The bottom line illustrated by both research papers is prudence. Career management is about constant planning, making informed choices, and anticipating difficulties. “You have to have a game plan for reacting to things you couldn’t plan on,” says Stybel.

Or as Richard “The King” Petty, once put it, “Daddy told me the most important thing was to look far ahead, so you could see the trouble at the earliest opportunity.”
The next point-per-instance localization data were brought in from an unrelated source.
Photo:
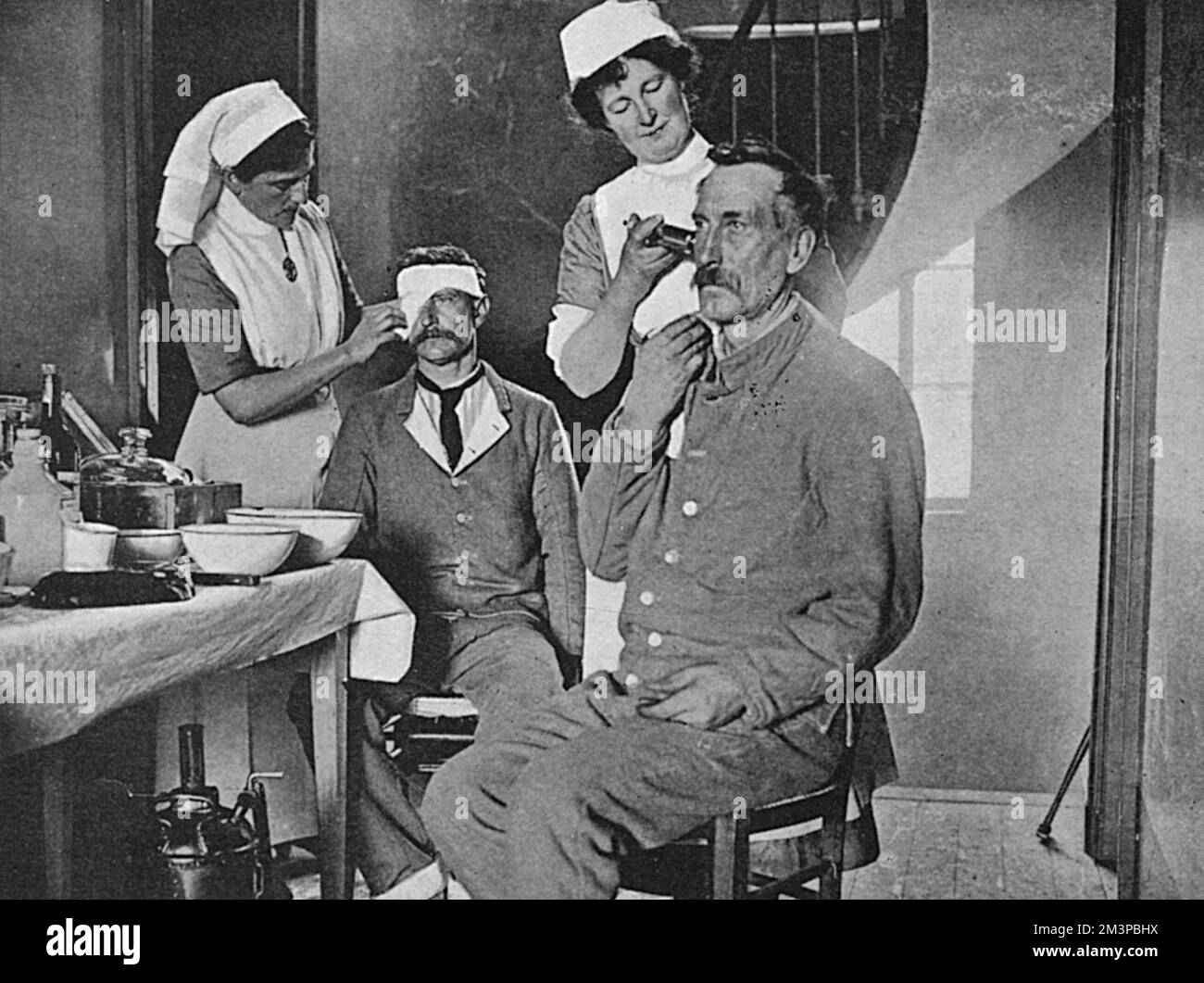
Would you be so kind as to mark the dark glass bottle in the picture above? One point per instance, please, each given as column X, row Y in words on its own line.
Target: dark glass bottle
column 59, row 448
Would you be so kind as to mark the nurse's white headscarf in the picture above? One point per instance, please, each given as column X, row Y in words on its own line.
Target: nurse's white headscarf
column 227, row 129
column 601, row 34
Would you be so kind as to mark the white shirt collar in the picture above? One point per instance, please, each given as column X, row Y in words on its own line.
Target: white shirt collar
column 691, row 160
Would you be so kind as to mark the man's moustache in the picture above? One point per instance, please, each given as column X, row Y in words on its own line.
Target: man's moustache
column 436, row 334
column 711, row 276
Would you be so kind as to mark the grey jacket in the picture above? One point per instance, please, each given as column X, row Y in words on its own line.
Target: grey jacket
column 497, row 536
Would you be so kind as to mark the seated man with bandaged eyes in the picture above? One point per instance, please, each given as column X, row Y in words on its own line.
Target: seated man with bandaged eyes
column 472, row 518
column 781, row 545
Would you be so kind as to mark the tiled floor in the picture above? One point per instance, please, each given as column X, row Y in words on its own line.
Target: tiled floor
column 967, row 845
column 937, row 843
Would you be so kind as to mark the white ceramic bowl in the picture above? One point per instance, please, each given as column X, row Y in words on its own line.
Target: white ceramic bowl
column 325, row 533
column 139, row 548
column 245, row 549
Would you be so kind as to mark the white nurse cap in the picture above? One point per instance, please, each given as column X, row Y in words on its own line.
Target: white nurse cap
column 601, row 34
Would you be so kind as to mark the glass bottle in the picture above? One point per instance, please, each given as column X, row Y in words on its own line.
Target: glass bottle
column 31, row 501
column 59, row 448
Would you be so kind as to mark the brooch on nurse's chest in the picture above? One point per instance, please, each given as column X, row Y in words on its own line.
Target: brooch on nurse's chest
column 290, row 268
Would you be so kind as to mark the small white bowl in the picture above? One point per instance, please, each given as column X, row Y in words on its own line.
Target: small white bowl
column 325, row 533
column 140, row 548
column 88, row 547
column 244, row 549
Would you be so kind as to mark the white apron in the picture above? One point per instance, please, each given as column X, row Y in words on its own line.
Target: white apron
column 670, row 189
column 281, row 461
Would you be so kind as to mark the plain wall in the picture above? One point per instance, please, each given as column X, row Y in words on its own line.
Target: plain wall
column 1010, row 661
column 1172, row 847
column 63, row 276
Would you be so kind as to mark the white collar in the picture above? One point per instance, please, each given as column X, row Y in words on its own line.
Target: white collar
column 693, row 159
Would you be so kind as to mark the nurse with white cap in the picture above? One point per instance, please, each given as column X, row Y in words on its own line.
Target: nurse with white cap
column 244, row 240
column 629, row 72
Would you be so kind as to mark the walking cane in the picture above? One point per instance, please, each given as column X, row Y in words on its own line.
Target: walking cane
column 1046, row 829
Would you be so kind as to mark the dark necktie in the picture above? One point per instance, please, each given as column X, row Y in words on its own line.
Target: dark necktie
column 449, row 423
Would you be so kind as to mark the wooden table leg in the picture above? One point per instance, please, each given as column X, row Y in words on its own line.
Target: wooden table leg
column 329, row 698
column 56, row 803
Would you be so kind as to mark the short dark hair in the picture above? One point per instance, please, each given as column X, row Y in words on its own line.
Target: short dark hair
column 283, row 151
column 441, row 256
column 678, row 58
column 808, row 195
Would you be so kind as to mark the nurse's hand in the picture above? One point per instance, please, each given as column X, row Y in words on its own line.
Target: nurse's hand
column 665, row 366
column 376, row 328
column 641, row 265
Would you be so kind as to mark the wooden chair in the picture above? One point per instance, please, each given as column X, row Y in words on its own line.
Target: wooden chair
column 713, row 862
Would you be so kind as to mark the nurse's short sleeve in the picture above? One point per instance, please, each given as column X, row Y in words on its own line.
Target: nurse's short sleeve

In case you didn’t know, “Daddy” is Lee Petty, one of the first stars of Nascar and progenitor of the only four-generation family in sports. Richard, who retired in 1992, is the all-time Nascar leader in races won (200) and wins in a single season (27 in 1967). He was also the first racer to win $1 million.

Father knows best indeed.

And finally: Conversation Piece

We’ve all known people with unfortunate names. A former colleague went to elementary school with a girl whose first name was Dorkis. I had a class in college with a girl named Aryan White. And a Canadian football team is run by a Crook. That’s Jeffrey Crook, CFO and secretary/treasurer of the Calgary Stampeders. We couldn’t resist calling him at his California office to give him a hard time about his name. And we’re sure we’re the first to do so.

CFO: So you’re a Crook and a CFO, and you’re running a business in Canada. Interesting.
Crook: [laughs] Yes, that’s correct. I’m actually CFO of Orange County Container, a manufacturer of corrugated containers. We have operations in Mexico and Canada. Our owner has always been interested in football…when the Calgary opportunity came along it was perfect.

CFO: You know, they’ve really toughened up the fraud laws up there. Have you seen Owning Mahowny? [In the movie, based on a true story, a Toronto banker bilks his employer out of $10 million to cover gambling debts.]
Crook: No, I haven’t heard of the movie. But I’m not 100 percent with the details [of fraud law] in Canada. We have a VP of finance for the team up there. I’m primarily in charge of oversight and acquisitions.

CFO: Are you extra-conscientious about ethics because of your name?
Crook: Hopefully I’m that way anyway. I’m good at what I do and I have confidence in that. But with everything going on out there, boy, if I ever got caught up in [business scandals], it would be huge!

CFO: Yeah — imagine the headlines. Have you ever thought about changing your name?
Crook: No. It’s kind of an unusual name to have, and I’ve had it for 40 years. It’s a conversation issue, and it has historical significance in the Midwest. [Crook was born in Iowa.] General Crook was an Indian who served in the Civil War. I think he’s my great-great uncle.

CFO: So your name is a conversation piece.
Crook: Oh, yeah. One of my first jobs was in public accounting, and at entry level, you basically go in [to the bank] and count cash in the vault. One time a teller said, “Jeez, this is the first time I’ve let a crook in the vault.” I’ve gotten a lot of grief because of my name, especially in my profession.